‘Too much time and energy wasted’ on Welsh language standards, ex-Welsh Language Minister suggests
A former Welsh Language Minister has suggested that “too much time” and “energy” has been “wasted” on Welsh Language Standards.
Alun Davies, the Labour MS for Blaenau Gwent, questioned the measures, which were created to ensure that the Welsh language is not treated less favourably than the English language in Wales.
The standards mean some organisations in Wales, such as public bodies, have to provide some services in Welsh as well as English.
During a debate in the Senedd, Alun Davies said: “When I was learning Welsh, there were concerts in Blaendyffryn—the Llywydd will remember these too—and that did more for me in terms of promoting the Welsh language, enjoying the Welsh language, than any lessons that I attended. I didn’t have lessons in school, but that’s a different issue.
“But we have to create the opportunity where people can enjoy the Welsh language, and where the Welsh language isn’t the language of the classroom, but the language of people’s daily lives. And I wonder, Minister, how we can achieve that.
“I do become concerned that we’ve wasted too much time, too much energy and too much resource on creating standards that generated bureaucracy, rather than promoting the fact that we can enjoy our language, and I think that’s extremely important.”
The Welsh Language Minister, Jeremy Miles replied: “In terms of the broader question of promotion, I’d say that promotion is a general term, but there are many things that are happening within that.
“Part of it is advice to business, part of it is creating single-language spaces, empowerment of communities through the work of co-operatives and so forth, technology—I’ll come back to that in a minute—and also behavioural aspects.
“People who can speak Welsh language don’t use it—why?
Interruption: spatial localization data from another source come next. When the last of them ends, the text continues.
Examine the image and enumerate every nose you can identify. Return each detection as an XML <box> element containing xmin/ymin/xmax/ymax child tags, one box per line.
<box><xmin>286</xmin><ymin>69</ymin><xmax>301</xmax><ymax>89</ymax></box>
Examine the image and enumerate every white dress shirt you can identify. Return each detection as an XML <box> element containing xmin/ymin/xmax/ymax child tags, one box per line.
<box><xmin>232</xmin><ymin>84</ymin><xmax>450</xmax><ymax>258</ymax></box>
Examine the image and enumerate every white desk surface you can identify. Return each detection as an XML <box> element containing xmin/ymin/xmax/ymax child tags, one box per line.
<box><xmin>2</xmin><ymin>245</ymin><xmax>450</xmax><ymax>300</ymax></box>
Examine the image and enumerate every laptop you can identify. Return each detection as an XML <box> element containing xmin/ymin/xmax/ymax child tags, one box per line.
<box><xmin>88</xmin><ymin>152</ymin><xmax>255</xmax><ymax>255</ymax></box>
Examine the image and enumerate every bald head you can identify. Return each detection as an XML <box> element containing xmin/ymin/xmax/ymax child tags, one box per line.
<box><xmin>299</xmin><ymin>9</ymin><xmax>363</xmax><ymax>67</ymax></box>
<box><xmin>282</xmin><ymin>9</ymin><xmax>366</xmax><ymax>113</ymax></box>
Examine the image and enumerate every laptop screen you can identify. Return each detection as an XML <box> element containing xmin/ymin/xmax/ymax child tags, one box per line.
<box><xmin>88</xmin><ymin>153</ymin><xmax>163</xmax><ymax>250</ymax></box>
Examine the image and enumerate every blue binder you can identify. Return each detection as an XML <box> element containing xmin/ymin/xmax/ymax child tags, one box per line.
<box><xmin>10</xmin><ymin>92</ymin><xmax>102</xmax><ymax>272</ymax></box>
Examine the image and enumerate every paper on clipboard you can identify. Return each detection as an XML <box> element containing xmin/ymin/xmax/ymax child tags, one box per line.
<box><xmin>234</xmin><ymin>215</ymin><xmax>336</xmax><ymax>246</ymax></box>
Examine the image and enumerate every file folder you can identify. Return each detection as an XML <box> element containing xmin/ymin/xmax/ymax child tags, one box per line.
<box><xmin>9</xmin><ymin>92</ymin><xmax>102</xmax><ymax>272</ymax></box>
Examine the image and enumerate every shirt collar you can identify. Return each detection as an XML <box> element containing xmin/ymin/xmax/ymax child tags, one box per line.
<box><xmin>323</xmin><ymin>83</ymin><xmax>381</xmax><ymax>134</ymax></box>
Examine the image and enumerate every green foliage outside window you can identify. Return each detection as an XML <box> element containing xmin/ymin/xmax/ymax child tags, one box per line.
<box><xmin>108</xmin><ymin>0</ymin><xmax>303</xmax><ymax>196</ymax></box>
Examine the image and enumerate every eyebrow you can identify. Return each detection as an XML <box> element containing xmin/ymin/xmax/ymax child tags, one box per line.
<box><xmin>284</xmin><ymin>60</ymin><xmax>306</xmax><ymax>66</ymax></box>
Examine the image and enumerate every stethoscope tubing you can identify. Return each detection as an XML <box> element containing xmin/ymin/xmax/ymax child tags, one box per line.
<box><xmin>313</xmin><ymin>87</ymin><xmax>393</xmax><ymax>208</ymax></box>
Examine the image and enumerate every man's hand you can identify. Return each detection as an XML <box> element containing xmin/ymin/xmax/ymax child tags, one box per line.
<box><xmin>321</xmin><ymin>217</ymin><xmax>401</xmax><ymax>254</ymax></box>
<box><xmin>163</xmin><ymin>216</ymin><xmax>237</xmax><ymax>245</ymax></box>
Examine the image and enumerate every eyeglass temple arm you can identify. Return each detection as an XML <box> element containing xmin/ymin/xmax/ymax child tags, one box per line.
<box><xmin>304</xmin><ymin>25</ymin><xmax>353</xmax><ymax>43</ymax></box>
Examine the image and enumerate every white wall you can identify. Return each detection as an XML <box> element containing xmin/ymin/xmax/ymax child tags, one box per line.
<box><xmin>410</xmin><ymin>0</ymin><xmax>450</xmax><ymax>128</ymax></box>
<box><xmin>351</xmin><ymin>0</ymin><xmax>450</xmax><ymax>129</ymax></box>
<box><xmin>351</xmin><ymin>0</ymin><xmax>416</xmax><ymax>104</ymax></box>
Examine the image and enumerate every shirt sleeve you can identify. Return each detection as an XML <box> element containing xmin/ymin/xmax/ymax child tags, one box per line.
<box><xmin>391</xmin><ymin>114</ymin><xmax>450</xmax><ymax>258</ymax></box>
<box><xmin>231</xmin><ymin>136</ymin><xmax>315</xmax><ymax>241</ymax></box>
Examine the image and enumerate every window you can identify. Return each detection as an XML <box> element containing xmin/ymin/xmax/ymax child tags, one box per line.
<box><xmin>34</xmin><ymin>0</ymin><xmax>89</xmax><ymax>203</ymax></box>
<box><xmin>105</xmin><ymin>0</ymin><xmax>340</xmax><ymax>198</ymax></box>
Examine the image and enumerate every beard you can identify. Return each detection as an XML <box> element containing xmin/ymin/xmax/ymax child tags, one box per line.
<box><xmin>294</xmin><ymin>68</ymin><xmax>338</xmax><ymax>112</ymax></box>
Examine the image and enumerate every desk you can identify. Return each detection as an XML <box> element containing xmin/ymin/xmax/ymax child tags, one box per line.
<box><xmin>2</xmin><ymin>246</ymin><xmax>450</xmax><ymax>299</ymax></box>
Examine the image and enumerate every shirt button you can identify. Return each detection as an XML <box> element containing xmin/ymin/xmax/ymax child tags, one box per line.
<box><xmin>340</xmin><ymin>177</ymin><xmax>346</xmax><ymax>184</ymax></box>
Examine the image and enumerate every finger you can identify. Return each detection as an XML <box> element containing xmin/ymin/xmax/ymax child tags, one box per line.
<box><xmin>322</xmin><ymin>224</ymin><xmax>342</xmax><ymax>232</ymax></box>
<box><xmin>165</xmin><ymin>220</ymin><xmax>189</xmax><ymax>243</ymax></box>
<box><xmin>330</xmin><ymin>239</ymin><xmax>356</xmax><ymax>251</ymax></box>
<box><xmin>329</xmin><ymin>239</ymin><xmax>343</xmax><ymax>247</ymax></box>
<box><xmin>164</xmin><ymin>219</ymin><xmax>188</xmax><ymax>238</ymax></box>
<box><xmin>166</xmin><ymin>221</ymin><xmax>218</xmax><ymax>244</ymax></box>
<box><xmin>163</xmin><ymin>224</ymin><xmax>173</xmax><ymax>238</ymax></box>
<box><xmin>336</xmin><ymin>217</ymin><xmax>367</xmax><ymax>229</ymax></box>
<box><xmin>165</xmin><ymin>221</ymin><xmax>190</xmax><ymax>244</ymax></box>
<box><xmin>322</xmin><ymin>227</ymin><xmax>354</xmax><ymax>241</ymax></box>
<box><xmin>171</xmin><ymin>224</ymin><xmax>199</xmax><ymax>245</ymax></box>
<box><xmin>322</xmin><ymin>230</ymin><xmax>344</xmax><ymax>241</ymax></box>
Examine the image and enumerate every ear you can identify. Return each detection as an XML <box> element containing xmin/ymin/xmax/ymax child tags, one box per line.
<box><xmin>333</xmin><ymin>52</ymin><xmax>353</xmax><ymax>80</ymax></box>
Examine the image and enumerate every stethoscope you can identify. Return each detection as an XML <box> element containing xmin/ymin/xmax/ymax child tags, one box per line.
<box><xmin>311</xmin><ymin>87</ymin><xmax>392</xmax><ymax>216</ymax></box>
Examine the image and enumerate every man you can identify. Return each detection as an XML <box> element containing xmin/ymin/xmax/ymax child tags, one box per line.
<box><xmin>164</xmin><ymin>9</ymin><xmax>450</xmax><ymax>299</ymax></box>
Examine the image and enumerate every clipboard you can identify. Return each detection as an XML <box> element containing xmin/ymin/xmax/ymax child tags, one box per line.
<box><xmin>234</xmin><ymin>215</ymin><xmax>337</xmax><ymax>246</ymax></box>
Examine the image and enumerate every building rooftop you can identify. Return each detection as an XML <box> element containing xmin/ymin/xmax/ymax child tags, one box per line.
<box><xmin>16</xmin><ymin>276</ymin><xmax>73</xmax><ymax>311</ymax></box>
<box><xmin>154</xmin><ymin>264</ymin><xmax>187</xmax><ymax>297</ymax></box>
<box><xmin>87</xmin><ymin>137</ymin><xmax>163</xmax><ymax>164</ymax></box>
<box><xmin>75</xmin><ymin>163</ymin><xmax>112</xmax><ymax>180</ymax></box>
What can we do to encourage them to do so? Transmission, training leaders, outreach with communities of refugees to learn Welsh and so forth—all of these are elements in that process of promotion.
“But, in looking at the individual elements, it draws attention to the fact that the responsibility for those things are with a number of bodies. So, it is vital, I think, in terms of transparency and people seeing their responsibility, that we do look at those elements individually.”
The Welsh language standards are enforced by the Welsh Language Commissioner. They were brought in after the Senedd passed the Welsh Language Wales Measure 2011.